Я надеялась, что маменьку удовлетворят регулярные послания от Элмы, но по мере того, как надвигалась осень и дни становились все короче, у нее все чаще стал снова появляться прежний, затравленный взгляд человека, неотступно терзаемого печальными мыслями. Как она может быть уверена, спрашивала она, что это и вправду говорит Элма? И почему я не могу вызывать ее дома? Я пыталась предупредить эти вопросы, объяснив, что первый вызов Элмы был избранным ею самой способом вовлечь нас в кружок миссис Визи, однако мои уверения звучали неубедительно даже на мой собственный слух. Слышать голос Элмы маменьке стало уже недостаточно — он ничего не доказывал. Моя мать хотела видеть Элму, коснуться ее, подержать на руках, и, услышав от других участников сеансов, что есть такие медиумы, которые могут делать духов видимыми, она стала задаваться вопросом, почему же я не отвезу ее к такому медиуму, и наконец произнесла этот вопрос вслух. Миссис Визи неодобрительно относилась к манифестациям — проявлению духов. Использование кабинета, утверждала она тоном праведницы, — явный признак жульничества. Но воспользоваться этим аргументом в разговорах с маменькой мне вовсе не хотелось; я думала о том, чтобы составить послание от Элмы в соответствии со строкой «блаженны те, что не видели, но все же уверовали». Однако я сомневалась, что это утолит ее неукротимую жажду. Поэтому я решила сама посетить сеанс с манифестацией в надежде отыскать кого-то, кто сможет предъявить убедительный образ Элмы угасающему зрению моей матери.

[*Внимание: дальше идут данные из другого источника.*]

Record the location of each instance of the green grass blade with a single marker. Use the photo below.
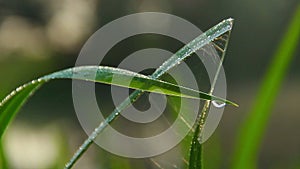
(196, 150)
(107, 75)
(3, 160)
(251, 133)
(174, 60)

Некоторые члены нашего кружка говорили мне — правда, так, чтобы не слышала миссис Визи, — о некой мисс Карвер, чьи сеансы проходили в доме ее отца на Мэрилебоун-Хай-стрит. Говорили, что Кейти Карвер очень миловидна и способна не только вызывать своего «хозяина», столь же привлекательного духа по имени Арабелла Морс, но и целый полк духов. Только когда я уже благополучно обеспечила себе место на очередном сеансе мисс Карвер и внесла гинею («на благотворительные цели»), мне пришло в голову, что нужно было назваться вымышленным именем. Мисс Лестер, молодая женщина, принявшая от меня деньги, провела меня в тускло освещенную комнату, обставленную точно так же, как наша на Лэмбз-Кондуит-стрит, только, кроме круглого стола, тут были еще и ковры. Свечи горели на столе и внутри алькова в дальнем углу комнаты. Альков был небольшой, величиной примерно в шесть квадратных футов, с тяжелыми драпировками от потолка до пола, подвязанными впереди, чтобы показать, что в алькове нет ничего, кроме простого стула с прямой спинкой.

Когда все места за столом были заняты (всего нас было там, я думаю, человек пятнадцать), появилась сама мисс Карвер, и все джентльмены поднялись на ноги и приветствовали ее поклоном. Она была действительно хороша собой, небольшого роста, полногрудая, со светлыми волосами, заплетенными в косы и уложенными вокруг головы. Одета она была в простое и свободное белое платье из муслина. Мисс Лестер представила нас по очереди; участники сеанса были одеты гораздо более тщательно, чем в кружке миссис Визи, но единственное имя, которое мне запомнилось, было имя мистера Торна — высокого светловолосого молодого человека, сидевшего за столом напротив меня. Что-то в выражении его лица — тень саркастической усмешки? — привлекло мое внимание, и я заметила, что мисс Карвер посмотрела на него очень пристально, когда подошла его очередь быть представленным.